No tabuleiro das vaidades, onde o ego impõe suas severas regras e o luxo aprisiona numa armadura, o pobre caminha leve. Ele não tem tempo para discussões frívolas ou disputas de aparência, nem precisa se autoafirmar pelo que veste ou pelo carro em que anda. Para quem acorda todo dia com a missão de sobreviver, a chegada é infinitamente mais importante do que o meio que o conduz. A vida, em sua crueza, lhe ensinou o valor do essencial. Ele não luta pelo poder. Para ele, poder sobreviver com dignidade já traz em si uma luta hercúlea. Ele não precisa mais dar a outra face, porque a estrutura social e econômica injusta já o esbofeteou dos dois lados. Ele conhece a dor da rejeição e o peso da escassez, e nisso ocorre verdadeiramente um milagre: a consciência da privação não gera nele avareza, mas simplesmente desapego. Ele não se preocupa em reter nada e, quando encontra alguém disposto a partilhar, dele não apenas recebe o pão, mas lhe devolve na alegria do amor em ato, experimentado naquele que cumpriu o mandamento Divino de amar o próximo. Essa postura não é mera contingência social; é altivez espiritual.
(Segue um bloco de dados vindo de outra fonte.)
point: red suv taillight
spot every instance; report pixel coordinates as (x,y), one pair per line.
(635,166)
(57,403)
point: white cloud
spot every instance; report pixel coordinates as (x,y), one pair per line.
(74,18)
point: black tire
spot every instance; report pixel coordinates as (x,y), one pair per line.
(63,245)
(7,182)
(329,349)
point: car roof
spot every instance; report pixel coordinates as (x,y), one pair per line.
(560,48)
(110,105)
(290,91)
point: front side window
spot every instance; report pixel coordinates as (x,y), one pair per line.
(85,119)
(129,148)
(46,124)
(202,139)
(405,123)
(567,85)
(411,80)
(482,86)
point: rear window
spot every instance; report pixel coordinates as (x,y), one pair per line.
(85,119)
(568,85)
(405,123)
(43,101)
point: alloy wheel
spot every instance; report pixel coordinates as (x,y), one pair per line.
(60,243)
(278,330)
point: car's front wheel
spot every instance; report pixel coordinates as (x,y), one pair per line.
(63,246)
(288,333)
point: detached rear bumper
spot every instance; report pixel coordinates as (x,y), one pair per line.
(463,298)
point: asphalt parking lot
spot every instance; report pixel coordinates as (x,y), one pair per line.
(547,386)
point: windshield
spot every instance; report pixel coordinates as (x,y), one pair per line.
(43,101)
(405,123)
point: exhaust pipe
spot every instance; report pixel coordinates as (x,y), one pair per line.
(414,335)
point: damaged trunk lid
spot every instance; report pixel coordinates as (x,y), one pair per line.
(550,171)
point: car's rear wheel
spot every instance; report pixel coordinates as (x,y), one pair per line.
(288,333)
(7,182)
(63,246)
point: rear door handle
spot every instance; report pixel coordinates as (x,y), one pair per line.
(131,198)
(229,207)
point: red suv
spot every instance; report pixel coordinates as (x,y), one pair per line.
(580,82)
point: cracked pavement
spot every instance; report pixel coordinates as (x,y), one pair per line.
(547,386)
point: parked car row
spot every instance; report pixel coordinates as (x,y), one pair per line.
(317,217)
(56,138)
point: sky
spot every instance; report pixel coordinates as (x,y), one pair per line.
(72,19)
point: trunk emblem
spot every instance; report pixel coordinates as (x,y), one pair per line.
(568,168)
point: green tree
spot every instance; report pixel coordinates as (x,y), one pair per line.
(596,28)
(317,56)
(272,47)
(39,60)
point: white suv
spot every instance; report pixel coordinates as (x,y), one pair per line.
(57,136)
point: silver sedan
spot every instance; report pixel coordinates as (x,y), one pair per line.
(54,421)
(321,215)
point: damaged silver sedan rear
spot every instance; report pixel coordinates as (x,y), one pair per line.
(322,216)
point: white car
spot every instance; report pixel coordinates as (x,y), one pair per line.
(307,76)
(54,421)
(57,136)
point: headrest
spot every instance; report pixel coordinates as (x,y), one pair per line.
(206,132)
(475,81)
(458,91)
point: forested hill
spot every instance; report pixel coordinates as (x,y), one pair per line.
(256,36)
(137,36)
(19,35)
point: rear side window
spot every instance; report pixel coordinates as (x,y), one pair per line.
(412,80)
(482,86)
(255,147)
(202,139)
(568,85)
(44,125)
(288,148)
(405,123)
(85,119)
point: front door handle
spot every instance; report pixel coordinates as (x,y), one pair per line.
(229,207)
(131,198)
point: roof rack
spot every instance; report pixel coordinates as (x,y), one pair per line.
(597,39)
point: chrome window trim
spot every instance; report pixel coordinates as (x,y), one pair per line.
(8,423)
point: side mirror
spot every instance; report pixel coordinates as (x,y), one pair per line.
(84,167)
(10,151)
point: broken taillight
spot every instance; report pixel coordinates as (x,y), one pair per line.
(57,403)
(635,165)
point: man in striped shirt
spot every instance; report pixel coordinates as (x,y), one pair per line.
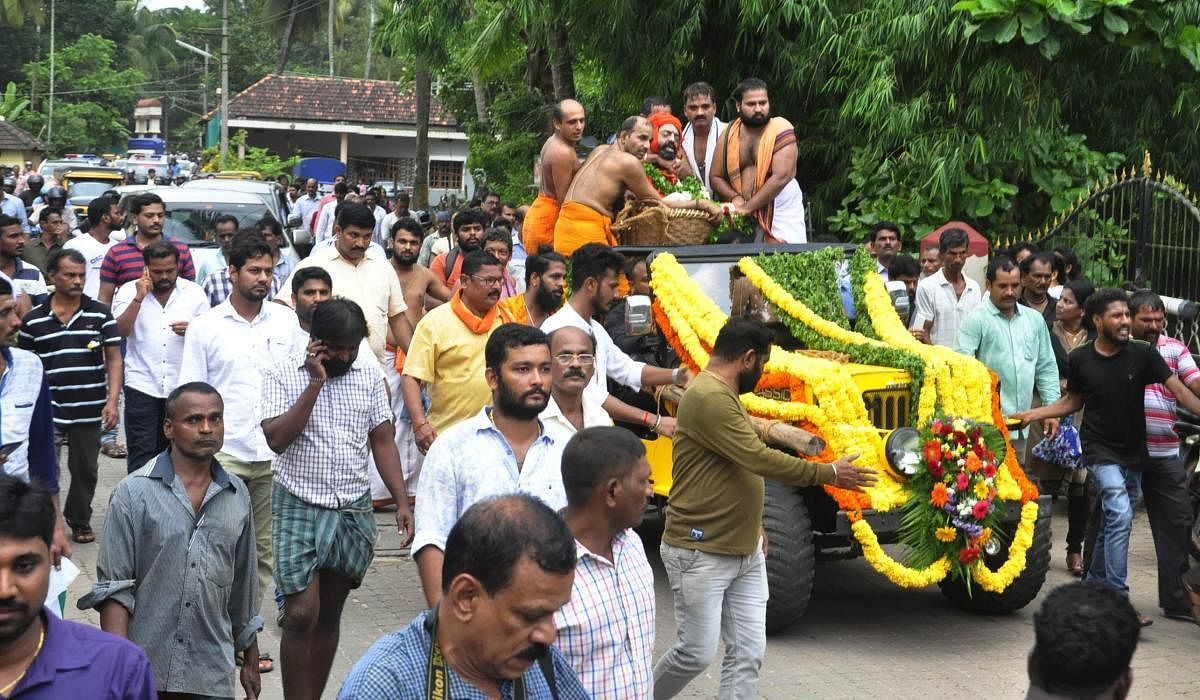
(76,336)
(1164,482)
(123,262)
(606,632)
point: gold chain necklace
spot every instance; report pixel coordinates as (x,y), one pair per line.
(41,640)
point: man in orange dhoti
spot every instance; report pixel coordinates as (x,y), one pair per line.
(603,180)
(755,166)
(557,168)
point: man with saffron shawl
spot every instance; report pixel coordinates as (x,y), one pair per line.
(755,166)
(601,181)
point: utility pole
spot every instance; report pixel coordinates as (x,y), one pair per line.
(49,111)
(225,79)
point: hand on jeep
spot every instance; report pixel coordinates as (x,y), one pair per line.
(851,476)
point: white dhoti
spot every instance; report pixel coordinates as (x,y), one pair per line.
(787,221)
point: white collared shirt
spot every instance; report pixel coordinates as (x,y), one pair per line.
(556,422)
(232,354)
(937,301)
(612,363)
(153,350)
(473,461)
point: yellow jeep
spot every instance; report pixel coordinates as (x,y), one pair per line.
(853,406)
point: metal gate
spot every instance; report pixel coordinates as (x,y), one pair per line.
(1135,229)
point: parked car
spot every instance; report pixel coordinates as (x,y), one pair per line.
(192,213)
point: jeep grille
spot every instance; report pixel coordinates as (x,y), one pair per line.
(888,407)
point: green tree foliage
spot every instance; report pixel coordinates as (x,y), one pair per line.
(95,101)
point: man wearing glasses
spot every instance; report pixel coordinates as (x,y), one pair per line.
(447,353)
(569,408)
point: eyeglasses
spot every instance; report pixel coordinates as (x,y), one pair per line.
(585,358)
(487,281)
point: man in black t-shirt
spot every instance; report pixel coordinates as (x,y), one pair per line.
(1109,377)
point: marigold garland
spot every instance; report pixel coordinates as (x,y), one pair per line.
(690,321)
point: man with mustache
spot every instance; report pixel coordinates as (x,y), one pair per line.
(501,449)
(569,410)
(601,183)
(123,262)
(755,166)
(364,277)
(1109,377)
(509,566)
(323,416)
(153,313)
(175,572)
(702,131)
(447,354)
(594,269)
(545,285)
(231,346)
(713,546)
(81,350)
(42,656)
(468,231)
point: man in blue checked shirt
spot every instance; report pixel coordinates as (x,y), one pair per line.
(509,567)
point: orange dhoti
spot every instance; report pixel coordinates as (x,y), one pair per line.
(580,225)
(539,223)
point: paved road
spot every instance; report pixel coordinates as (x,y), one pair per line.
(861,638)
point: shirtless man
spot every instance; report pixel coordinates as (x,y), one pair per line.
(755,166)
(557,168)
(609,173)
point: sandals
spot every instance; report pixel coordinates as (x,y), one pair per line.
(114,449)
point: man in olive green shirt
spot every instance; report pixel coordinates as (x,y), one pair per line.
(712,546)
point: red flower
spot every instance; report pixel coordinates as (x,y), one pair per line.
(933,453)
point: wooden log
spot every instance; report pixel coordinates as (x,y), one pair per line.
(773,432)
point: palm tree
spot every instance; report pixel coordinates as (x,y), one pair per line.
(13,13)
(150,37)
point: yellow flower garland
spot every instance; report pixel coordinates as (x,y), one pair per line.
(841,417)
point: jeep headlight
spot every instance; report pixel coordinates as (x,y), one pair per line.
(903,450)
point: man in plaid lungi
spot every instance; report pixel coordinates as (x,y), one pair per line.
(323,413)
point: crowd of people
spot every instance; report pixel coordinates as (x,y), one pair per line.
(1065,351)
(473,381)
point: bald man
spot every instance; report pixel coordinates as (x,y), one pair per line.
(603,180)
(557,168)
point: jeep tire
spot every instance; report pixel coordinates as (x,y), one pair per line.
(1024,590)
(791,555)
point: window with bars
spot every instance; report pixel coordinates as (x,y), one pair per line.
(445,174)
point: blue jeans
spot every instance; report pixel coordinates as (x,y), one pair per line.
(1120,489)
(717,598)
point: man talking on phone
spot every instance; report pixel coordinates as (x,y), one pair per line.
(27,432)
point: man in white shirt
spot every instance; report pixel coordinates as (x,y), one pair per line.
(231,346)
(328,215)
(569,408)
(366,280)
(105,216)
(946,297)
(594,269)
(606,630)
(153,313)
(499,450)
(307,204)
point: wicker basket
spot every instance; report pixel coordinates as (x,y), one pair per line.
(651,223)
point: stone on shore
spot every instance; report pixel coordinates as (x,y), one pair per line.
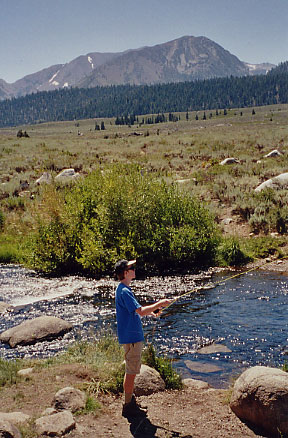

O pobre é o megafone do mundo a clamar a todo tempo pela justiça de Deus à humanidade necessitada, seja ela abastada ou carente de bens materiais. Essa pobreza evangélica é a denúncia da maldade estrutural que idolatra o “ter” em detrimento do “ser”, tendo o Evangelho de Jesus como o operador necessário à transformação social das injustiças, para trasladar a humanidade da pobreza à dignidade.
O Reino pertence aos humildes e pequenos. Jesus não apenas se compadeceu dos pobres, mas tornou-se um deles. (Catecismo §544)
Ele escolheu nascer na manjedoura, viver na indigência financeira e morrer na cruz. Ele se identificou com eles de tal forma que transformou a prática do amor ativo para com os marginalizados no critério definitivo para a salvação (Mt 25).
Sendo Cristo o único rosto visível de Deus, o pobre é o rosto visível do Cristo na história. Entender isso é compreender a primeira bem-aventurança: o Reino é daqueles que mantêm o coração desarmado e livre para buscar aquilo que é Absoluto.